Dans ce marché, il y a un endroit qu’on appelle péjorativement : « la carcasse ». Péjoratif jusqu’au moment où on y pénètre, après cela, on s’aperçoit que même carcasse est un euphémisme qu’on a utilisé sans vraiment y prêter grande attention. Imaginez la répugnance des soldats américains en découvrant les centres de concentration durant la deuxième guerre mondiale. C’est fait ? Alors maintenant, imaginez que c’est encore pire.

Cet endroit regorge de toute la cruauté envers les animaux sur le territoire algérien. Il y a des vaches qu’on a aveuglé et d’autres carrément sans yeux, il reste uniquement les orbites ; des bœufs avec la hache encore dans le dos – Cela augmente leur prix et parfois le double même – une promotion des « tudjars »( vendeurs) ; des moutons avec leurs testicules accrochées à leur cou ; des agneaux qu’on a voulu faire cuire vivants, mais retirés — encore vivants – avant qu’ils ne soient cuits a point ; des chèvres avec des mamelles cousues avec du fil de fer et avec toute l’expertise d’un chirurgien — berger de Berrouaguia — juste avant leur entrée au marché ; des brebis qu’on a maquillé avec un couteau bien aiguisé et qui leur donnent un sourire permanent ; et pour finir des poules extorquées de leur plumage pour avoir refusé de chanter Qassaman avant de pondre un œuf.

Monsieur le Directeur, ayant maintenant réveillé votre pitié, il ne me reste plus qu’à lui offrir un café sans un accompagnement, mes moyens ne me le permettent pas. En ressortant de cet endroit, on se pose deux questions car cette chambre à tortures semble être le lieu de « rendez-vous » des bouchers algériens et principalement… algérois. Les bêtes sont tellement mal en point qu’il suffit de les bouger pour mettre fin à leurs jours ou leur torture. Retour ligne automatique
La première question : existe-t-il une institution pour protéger les animaux en Algérie ? La deuxième : la viande que consomment les Algériens a-t-elle été « halalement » torturée avant son exécution ? – si elle a été exécuté bien sûr — Je ne vous raconte pas cette histoire pour vous convaincre d’être végétarien – je connais le prix à payer pour essayer de convertir qui que ce soit en Algérie — mais pour déléguer un reporteur sur cet Auschwitz national et servir l’information au grand public Algérien.
Monsieur le Directeur, pour le prix d’un sandwich aux œufs et sans piments, je pourrais écrire une colonne dans votre honorable journal. Pour une extra demi-bouteille de Hamoud Boulam – même tiède – je pourrais faire l’effort de m’y appliquer.

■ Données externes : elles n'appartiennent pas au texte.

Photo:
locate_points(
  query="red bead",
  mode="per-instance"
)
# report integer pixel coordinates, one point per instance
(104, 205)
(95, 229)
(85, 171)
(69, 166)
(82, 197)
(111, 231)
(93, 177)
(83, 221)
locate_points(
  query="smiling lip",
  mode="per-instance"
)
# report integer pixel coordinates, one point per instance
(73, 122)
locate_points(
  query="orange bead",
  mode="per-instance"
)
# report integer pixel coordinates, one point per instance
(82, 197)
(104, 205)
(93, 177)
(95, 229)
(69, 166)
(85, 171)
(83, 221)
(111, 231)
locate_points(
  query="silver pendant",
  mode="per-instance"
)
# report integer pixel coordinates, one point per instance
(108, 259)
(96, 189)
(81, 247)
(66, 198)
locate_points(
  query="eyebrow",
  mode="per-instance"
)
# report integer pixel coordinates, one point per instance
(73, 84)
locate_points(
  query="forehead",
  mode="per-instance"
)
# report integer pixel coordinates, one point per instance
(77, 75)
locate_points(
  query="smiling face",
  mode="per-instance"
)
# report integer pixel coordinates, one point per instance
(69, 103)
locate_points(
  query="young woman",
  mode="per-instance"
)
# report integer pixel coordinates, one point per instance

Monsieur le Directeur, sans vous avoir jamais vu, je vous imagine un grand, fort, beau et qui porte son intelligence comme un après-rasage. Si vous êtes une femme, mettez les adjectifs au féminin, et si vous avez le courage de priver un homme, un citoyen, un mendiant de manger à sa faim… remplacez tous les adjectifs par des antonymes.

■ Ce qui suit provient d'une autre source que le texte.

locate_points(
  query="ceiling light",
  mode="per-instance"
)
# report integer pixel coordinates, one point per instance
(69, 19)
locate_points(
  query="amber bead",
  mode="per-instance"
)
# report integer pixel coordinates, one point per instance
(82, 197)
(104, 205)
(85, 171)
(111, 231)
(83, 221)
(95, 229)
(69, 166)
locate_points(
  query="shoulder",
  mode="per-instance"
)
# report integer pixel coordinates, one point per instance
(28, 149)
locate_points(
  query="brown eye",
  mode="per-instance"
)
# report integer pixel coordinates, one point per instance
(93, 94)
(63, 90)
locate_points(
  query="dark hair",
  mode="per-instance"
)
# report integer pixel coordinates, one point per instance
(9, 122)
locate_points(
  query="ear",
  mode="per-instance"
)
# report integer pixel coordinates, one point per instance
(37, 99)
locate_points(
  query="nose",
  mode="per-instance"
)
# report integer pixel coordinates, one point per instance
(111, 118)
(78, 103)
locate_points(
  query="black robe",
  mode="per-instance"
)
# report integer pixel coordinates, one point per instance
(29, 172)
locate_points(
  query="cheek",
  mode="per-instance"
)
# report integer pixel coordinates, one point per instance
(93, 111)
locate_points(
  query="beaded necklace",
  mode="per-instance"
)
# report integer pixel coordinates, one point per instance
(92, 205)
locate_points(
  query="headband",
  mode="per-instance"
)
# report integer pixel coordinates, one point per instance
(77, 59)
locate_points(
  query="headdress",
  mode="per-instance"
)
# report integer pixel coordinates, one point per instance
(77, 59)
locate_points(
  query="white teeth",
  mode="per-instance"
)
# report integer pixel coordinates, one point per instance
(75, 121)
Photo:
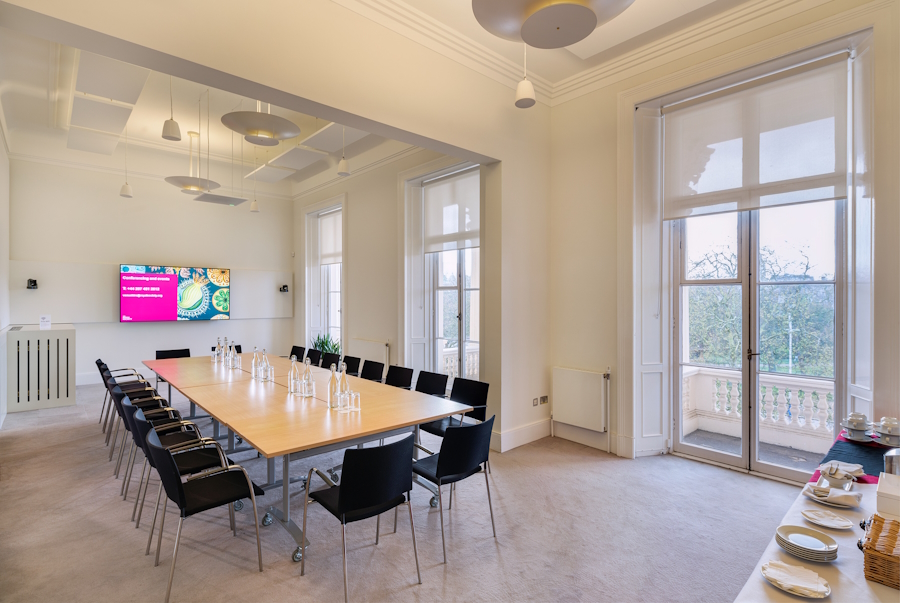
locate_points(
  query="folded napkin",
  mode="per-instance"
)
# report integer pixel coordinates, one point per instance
(836, 496)
(795, 579)
(835, 466)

Voilà Monsieur le Directeur ! Ma lettre arrive à sa fin en espérant qu’elle ne vous empêchera pas de commander une entrecôte béarnaise dans un restaurant de luxe à Alger. Et si vous décidez de négocier vos gencives autour d’un sandwich quelconque, épargnez une pensée pour ceux qui ne mangent pas à leur faim et à une multitude d’animaux qui vous attendent pour mourir dans la dignité. Voilà ! Bon appétit Monsieur !

Veuillez accepter l’expression de mes salutations les plus distinguées et en espérant que votre démarche apportera ses fruits au marché de bétails de Bouira… ainsi qu’à ma FAIM.

Hmimi O’Vrahem

Citoyen, Mendiant… qui ne mange pas à sa faim.